FINK, A.M.; KALTENEGGER, I.; SCHNEIDER, B.; FRÜHAUF, J.; JURECKA, W.; STEINER, A. Serum level of VEGF-D in patients with primary lymphedema. Lymphology. 37:185-9, 2004.
HOLBERG, C.J.; ERICKSON, R.P.; BERNAS, M.J. et al. Segregation analyses and a genome-wide linkage search confirm genetic heterogeneity and suggest oligogenic inheritance in some Milroy congenital primary lymphedema families. Am J Med Genet. 98:303-12, 2001.
KARFEJIAN-HADDAD, A. P.; SANJAR, F. A.; HIRATSUKA, J. et al. Análise dos pacientes portadores de linfedemaem serviço público. J Vasc Br, 4(1):55-8, 2005.

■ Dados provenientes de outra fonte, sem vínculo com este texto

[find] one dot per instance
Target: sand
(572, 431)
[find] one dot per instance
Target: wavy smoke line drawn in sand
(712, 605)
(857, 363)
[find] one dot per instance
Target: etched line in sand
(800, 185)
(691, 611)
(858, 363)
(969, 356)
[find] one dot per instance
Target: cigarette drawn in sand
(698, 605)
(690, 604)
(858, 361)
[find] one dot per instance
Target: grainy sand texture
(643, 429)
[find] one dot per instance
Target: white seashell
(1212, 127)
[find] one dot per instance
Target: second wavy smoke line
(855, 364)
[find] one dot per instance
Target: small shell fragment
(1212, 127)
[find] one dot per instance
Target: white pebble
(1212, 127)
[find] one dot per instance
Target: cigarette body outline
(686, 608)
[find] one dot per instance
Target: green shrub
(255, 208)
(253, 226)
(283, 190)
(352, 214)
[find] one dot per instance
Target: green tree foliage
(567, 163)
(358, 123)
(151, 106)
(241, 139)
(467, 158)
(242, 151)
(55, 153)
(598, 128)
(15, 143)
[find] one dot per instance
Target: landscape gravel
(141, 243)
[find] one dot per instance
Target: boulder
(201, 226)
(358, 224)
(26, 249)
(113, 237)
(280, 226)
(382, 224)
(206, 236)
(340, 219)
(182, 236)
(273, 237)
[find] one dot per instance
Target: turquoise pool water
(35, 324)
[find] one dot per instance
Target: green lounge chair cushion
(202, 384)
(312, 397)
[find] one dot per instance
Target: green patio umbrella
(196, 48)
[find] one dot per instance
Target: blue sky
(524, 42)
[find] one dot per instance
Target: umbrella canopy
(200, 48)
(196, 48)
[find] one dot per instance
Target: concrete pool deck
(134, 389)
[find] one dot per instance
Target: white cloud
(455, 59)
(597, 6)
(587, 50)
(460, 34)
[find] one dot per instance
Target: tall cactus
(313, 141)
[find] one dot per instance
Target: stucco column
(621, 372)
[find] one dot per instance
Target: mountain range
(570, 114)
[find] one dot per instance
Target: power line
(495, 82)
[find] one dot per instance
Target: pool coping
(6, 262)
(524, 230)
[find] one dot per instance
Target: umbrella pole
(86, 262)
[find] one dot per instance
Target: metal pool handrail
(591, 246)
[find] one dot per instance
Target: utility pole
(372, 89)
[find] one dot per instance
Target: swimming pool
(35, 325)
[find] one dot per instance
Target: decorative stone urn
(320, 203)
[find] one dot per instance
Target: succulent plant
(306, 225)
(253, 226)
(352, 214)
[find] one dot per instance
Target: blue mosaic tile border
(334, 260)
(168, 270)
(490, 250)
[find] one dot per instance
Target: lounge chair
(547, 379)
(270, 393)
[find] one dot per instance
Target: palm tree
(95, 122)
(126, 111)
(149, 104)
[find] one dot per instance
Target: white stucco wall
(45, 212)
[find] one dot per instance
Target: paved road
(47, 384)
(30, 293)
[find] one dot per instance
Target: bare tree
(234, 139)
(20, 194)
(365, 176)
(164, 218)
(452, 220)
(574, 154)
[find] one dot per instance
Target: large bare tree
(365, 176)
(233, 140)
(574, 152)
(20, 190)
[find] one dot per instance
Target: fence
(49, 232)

KARKKAINEN, M.J.; FERRELL, R.E.; LAWRENCE, E.C. et al. Missense mutations interfere with VEGFR-3 signalling in primary lymphoedema. Nat Genet. 25:153-9, 2000.
KARKKAINEN, M.J.; SAARISTO, A.; JUSSILA, L. et al. A model for gene therapy of human hereditary lymphedema. Proc Natl Acad Sci USA. 98:12677-82, 2001.
LINPHEDEMA PEOPLE. Milroy's Syndrome. Disponível em: http://www.lymphedemapeople.com/. Acesso em: 14 maio 2011.
MIRLESSE, V.; LEVY, R.; BRODATY, G.; SONIGO, P.; TEILLAC, D.; GOURAND, L.; DAFFOS, F.; HEREDIA, F. Primary congenital lymphedema (Milroy's). 2002. Disponível em: http://www.thefetus.net/. Acesso em: 14 maio 2011.
ROESSLER, R.; ARAÚJO, L. R. R.; RIPPEL, R. et al.  Doença de Meige (Linfedema Precoce)Relato de Caso e Revisão de Literatura. Rev. Soc. Bras. Cir. Plást. São Paulo 14 (3): 69-78, 1999.
WITTE, M. H.; ERICKSON, R.; BERNAS, M. et al. Phenotypic and genotypic heterogeneity in familial Milroy lymphedema. Lymphology. 31:145-55, 1998.